Senior Marine Corps leaders hope the entry of the F-35B Joint Strike Fighter into the fleet will change not just the way Marines fly, but the way the force fights as a whole.

And they're planning to test out ways the fifth-generation jet can transform the force by pairing it with an unlikely partner: ground-pounders from the Corps' experimental infantry battalion.

The unit, 3rd Battalion, 5th Marines, out of Camp Pendleton, California, will team up with Yuma-based Marine Fighter Attack Squadron 121 for a variety of training evolutions before the units deploy together to the Pacific with the 31st Marine Expeditionary Unit next year.

These smaller-scale training efforts will give Marines insight into how the aircraft can improve ground combat operations, Lt. Gen. Robert Walsh, head of Marine Corps Combat Development Command, told Military.com in a recent interview.

"We'll get them together now and start operating together, and start to wring out ideas about how you can use the F-35 differently," he said. "Because when you finally get aboard the [amphibious assault ship] USS Wasp together, you already have started to figure, they can do some groundbreaking stuff with the capabilities we're going to bring into 3/5, technology-wise."

Commandant Gen. Robert Neller designated 3/5 as the Corps' experimental unit at the beginning of this year, an unconventional move that highlights the service's heightened interest in rapid prototyping and acquisition and its evolving perspective on force employment for future conflicts.

The unit has been instrumental in testing new gear and different unit sizes and structure, efforts that will continue in the coming year and beyond. But the fact that the battalion is set to accompany the Corps' F-35s on their first deployment owes something to serendipity.

"We stumbled upon it," Walsh said. "But we're going to use and leverage that."

One effort will focus on Link 16, the sophisticated military tactical exchange network used by the F-35 and a number of other U.S. air platforms. Walsh wants to try giving ground troops hand-held smart devices connected to the Link 16 network that could potentially deliver real-time data and situational information from airborne Joint Strike Fighters.

It's a capability that the Air Force might not be interested in for its aircraft, Walsh said, but it has potential for the ground-heavy Marine Corps force.

"Because we're on the front edge of this, linking together 3/5, that you're going to have this great sensing capability that's going to be out there flying," he said. "We want to start getting real-time capability off that airplane … so LINK 16 is a way we know we can get it off."

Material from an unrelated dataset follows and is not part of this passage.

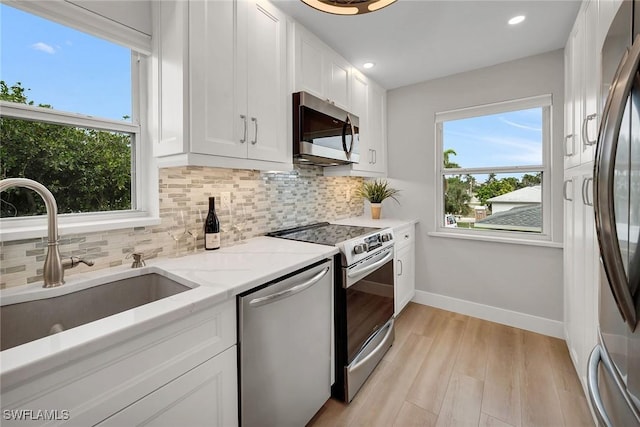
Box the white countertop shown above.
[0,237,338,385]
[332,216,418,228]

Walsh also hopes to send battalion forward air controllers, joint terminal attack controllers, and others who coordinate with aircraft in their roles to spend time with VMFA-121 and Marine Operational Test and Evaluation Squadron 1 in Yuma to participate in aircraft exercises and pre-deployment activities.

With both the battalion and the squadron currently stateside, he said, these smaller detachments can engage in conversations between air and ground counterparts about the F-35's capabilities.

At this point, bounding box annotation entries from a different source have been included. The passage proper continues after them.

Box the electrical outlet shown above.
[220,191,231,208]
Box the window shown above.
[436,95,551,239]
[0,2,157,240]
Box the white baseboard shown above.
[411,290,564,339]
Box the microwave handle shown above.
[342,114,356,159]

"Get them into those units, get them smart on what the F-35 can do, and start pulling together," Walsh said. "It doesn't have to be the whole battalion; it can be bits and pieces starting to work together more."

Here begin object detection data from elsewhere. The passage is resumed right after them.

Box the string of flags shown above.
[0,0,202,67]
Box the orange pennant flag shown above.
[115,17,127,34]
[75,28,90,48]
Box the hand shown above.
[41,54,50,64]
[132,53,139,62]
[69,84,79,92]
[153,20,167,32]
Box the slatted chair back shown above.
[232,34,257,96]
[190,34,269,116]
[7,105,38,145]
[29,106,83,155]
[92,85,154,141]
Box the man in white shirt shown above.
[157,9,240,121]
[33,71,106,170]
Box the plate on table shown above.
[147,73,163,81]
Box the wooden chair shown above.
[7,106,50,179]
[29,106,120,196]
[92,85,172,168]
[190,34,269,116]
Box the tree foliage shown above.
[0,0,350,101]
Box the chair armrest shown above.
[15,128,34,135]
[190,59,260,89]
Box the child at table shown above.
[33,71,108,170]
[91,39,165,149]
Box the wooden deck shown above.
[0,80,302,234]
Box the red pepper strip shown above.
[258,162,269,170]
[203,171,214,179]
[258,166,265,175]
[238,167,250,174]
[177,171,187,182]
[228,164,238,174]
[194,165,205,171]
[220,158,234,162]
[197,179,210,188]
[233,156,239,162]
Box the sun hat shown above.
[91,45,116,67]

VMFA-121 is set to depart for Okinawa, Japan, in January, the first Marine F-35 squadron to be forward based. The squadron is expected to deploy aboard the 31st MEU sometime in the fall.

And within the same year, the Marine Corps plans to deploy another F-35 squadron aboard the Essex Amphibious Ready Group, an outing that will likely represent the aircraft's first opportunity to support counter-Islamic State operations in the Middle East.